A number of myths about equality and diversity prevail in the workplace. What equality and diversity means, its benefits, and the risk associated with discrimination are all areas for debate. Here are a few of the most commonly held misconceptions and how you can respond:
“Equality and diversity is just political correctness”
FALSE - Equality and diversity is about more that trying not to offend, or making sure you say the right thing. It’s about fairness in terms of access to employment and services. It’s also about freedom from discrimination. Equality and diversity policies and initiatives help to put these widely held values into action.
A hospital trust introduced value based recruitment for Healthcare Assistants and Support Staff and reduced sickness absence by 2%, turnover by 7% and recruitment costs by up to 40%.
“It’s only a problem for underrepresented groups”
FALSE - The Equality Act 2010 applies to all individuals, providers of services and employers. We live in a complex society made up of people from diverse backgrounds and with a range of needs and requirements. This means someone may be seen as advantaged in some areas and, at the same time, disadvantaged in others.
For example, about 77 per cent of the NHS workforce is female, but women are underrepresented in senior roles.
“Equality and diversity is just about ticking boxes”
FALSE - While tick boxes are one of the ways of collecting data in NHS organisations, equality and diversity is about translating that data into information that can inform change. What doesn’t get measured doesn’t get done- equality and diversity needs to be measured and monitored so that issues are identified and action is taken.

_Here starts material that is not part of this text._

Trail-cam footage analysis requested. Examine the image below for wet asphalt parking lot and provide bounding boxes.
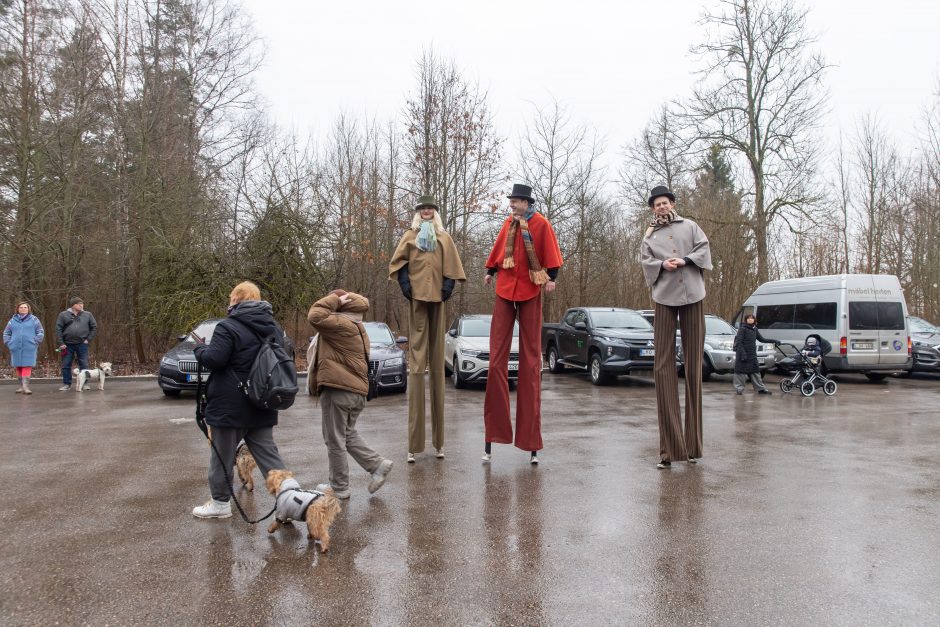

For example, Royal Liverpool and Broadgreen University Hospitals NHS Trust used monitoring data to benchmark itself against the changing demographics of the population and against other organisations. It realised that it needed to find out more about disability in the trust to ensure disabled staff were appropriately supported and represented.
“There is no evidence that it has an impact on patient care”
FALSE - People perform best when they can be themselves and embedding equality and diversity in everything the NHS does will improve conditions for all staff and, ultimately, their patients.
For example, an Aston Business School study found that where high numbers of staff from Black and Minority Ethnic background reported experiencing discrimination at work, this coincided with lover levels of patient satisfaction. Conversely, patient satisfaction was highest where there were fewer reported incidents of workplace discrimination.
“Improving equality and diversity won’t save us any money”
FALSE - In fact, it is costly to the NHS not to pursue workforce diversity and improving diversity can have a positive impact on the bottom line.
For example, Employment Tribunal Service statistics for 2010/11 show that average payouts were £30,289 for age discrimination, £14,137 for disability discrimination and £13,911 for sex discrimination.
Evidence from the private sector in 2007 shows that among the top performing European companies, those with the highest level of gender diversity in top-level posts outperformed their sector in terms of investment returns.
“It’s an issue for NHS leaders, frontline staff can’t change anything”
FALSE - A personal, fair and diverse NHS is one where everyone’s contribution matters and everyone counts. Leadership in this area is crucial at all levels of the NHS. Senior leadership is needed to make equality a core part of quality service delivery. Middle management is vital for putting this into practice, and all NHS staff should be able to identify little things they can do in their day-to-day roles to put patients first and ensure that everyone has equal opportunities and treatment.
For example, a Personal, Fair and Diverse champion at East Midlands Ambulance Service organised the first summit on religion, belief and fairness for staff and communities.